Les chrétiens sont parfois moqués comme anachroniques, ils provoquent souvent l'indifférence. Sont-ils condamnés à vivre à contre- courant et à perdre les combats temporels?

Les chrétiens n'ont pas la mission de gagner des combats. Ils veulent seulement témoigner de l'amour de Dieu pour tout homme, un amour sans condition qui les appelle à la vie. C'est cet amour, et lui seul, qui sauve le monde. Il ne s'impose pas par la force du droit ou par des jeux politiques. Il est accueilli dans le cœur des croyants comme un feu qui embrase tout leur être et qui illumine leur conscience, leurs décisions, leurs projets. L'Evangile se répand de cette manière ; sans bruit, sans violence, sans stratégie. C'est, comme vous le dites, un peu à contre-courant…

A Lourdes vous côtoyez sans cesse des malades, des handicapés. Considérez-vous que la société les aide et les protège suffisamment?

La force incroyable de l'Evangile est de nous aider à penser l'homme non seulement dans son génie et sa grandeur mais également dans sa faiblesse et sa précarité. Ce qui m'a toujours frappé, à Lourdes, c'est que les personnes malades ou handicapées ont toujours la première place. Nous vivons avec elle, nous prions avec elles et nous recevons beaucoup d'elles en vivant à leurs côtés.
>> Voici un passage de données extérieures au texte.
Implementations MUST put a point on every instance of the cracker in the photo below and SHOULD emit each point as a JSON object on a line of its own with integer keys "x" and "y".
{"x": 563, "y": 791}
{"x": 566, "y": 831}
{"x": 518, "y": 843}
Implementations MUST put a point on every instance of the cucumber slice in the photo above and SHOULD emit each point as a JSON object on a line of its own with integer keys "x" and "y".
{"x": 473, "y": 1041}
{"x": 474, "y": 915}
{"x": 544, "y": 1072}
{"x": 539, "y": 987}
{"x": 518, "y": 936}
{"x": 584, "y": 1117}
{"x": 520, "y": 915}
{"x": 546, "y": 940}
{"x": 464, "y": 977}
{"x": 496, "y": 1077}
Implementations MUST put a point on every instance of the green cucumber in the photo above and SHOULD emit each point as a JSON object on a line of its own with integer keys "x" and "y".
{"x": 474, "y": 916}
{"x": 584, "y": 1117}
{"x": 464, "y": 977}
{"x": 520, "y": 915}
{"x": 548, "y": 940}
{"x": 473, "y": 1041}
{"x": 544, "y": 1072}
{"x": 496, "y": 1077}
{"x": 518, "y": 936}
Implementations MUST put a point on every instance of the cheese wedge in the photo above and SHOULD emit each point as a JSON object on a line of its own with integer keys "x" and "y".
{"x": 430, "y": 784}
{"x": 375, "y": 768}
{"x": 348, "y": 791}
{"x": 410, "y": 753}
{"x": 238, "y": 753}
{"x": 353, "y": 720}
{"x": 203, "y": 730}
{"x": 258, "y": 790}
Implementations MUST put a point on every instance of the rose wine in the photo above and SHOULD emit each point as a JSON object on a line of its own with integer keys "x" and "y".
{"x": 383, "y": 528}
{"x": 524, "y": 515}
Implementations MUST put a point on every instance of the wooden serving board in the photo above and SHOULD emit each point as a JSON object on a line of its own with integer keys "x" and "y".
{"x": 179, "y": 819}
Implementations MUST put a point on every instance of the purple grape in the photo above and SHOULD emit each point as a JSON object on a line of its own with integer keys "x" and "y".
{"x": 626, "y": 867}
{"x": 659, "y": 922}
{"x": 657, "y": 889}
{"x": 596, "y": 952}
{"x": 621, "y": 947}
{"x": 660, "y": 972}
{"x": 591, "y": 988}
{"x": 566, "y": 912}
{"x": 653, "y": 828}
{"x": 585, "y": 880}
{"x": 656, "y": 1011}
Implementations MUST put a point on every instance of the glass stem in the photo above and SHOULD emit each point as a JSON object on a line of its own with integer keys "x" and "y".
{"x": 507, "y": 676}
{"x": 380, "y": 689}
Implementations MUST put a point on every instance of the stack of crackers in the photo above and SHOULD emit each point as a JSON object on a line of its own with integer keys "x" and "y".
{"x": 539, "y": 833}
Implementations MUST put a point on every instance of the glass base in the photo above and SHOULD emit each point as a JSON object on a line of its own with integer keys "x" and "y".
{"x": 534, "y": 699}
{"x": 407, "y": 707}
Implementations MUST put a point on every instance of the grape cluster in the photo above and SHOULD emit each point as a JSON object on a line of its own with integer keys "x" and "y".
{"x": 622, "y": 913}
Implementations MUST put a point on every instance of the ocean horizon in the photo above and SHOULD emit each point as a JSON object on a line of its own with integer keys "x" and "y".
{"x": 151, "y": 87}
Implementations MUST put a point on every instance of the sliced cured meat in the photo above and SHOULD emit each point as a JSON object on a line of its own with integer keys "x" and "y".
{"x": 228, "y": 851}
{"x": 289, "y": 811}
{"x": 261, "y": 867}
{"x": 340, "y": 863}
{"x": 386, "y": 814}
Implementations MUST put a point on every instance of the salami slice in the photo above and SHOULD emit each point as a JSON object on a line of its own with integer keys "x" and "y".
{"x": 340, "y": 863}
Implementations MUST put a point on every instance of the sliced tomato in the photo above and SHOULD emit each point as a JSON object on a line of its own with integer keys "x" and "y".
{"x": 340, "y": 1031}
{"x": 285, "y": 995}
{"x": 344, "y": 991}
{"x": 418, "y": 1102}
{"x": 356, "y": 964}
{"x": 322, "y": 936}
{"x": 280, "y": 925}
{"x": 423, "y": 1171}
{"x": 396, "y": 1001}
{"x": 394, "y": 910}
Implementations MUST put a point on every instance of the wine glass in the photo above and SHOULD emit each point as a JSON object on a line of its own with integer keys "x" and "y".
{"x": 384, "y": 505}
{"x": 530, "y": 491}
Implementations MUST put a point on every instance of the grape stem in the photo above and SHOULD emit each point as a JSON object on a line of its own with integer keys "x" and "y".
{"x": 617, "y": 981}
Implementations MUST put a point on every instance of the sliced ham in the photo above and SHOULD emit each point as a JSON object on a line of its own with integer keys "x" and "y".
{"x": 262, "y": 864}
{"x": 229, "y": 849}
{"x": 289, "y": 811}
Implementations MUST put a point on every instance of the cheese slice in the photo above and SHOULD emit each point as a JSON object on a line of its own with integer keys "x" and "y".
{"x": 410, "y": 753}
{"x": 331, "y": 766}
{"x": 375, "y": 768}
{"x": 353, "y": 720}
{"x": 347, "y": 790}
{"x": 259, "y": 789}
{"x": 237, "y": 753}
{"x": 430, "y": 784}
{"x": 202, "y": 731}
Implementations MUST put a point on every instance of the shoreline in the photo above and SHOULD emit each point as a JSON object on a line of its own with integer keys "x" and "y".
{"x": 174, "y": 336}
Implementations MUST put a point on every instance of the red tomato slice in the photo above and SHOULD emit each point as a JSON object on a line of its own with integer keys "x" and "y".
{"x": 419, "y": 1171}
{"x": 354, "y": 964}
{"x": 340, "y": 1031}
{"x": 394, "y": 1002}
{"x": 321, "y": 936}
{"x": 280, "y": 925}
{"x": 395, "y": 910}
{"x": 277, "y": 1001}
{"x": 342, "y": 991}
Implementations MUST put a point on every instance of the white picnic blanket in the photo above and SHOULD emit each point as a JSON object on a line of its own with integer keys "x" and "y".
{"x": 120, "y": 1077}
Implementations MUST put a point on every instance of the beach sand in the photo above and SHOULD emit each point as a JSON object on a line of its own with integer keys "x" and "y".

A vrai dire, elles nous évangélisent par leur paix, par leur joie, par leur profondeur, par leur simplicité. La dépendance et la fragilité ne sont pas des défaites pour la personne humaine. Parce que sa dignité ne lui est pas donnée par son autosuffisance, par son pouvoir ou par sa bonne santé. Elle vient de plus haut ; elle vient de Dieu. Elle vient de ce qu'elle est aimée inconditionnellement. Et de ce qu'elle est capable d'aimer inconditionnellement. Notre société fait beaucoup pour les personnes fragiles. Mais elle gagnerait à cultiver ce regard d'absolue bienveillance. Pour ne pas être tentée d'écarter les plus faibles en succombant à une logique de coût, de rentabilité et de confort. Toute personne mérite de vivre. C'est notre appel, notre vocation. Nous sommes faits pour la vie!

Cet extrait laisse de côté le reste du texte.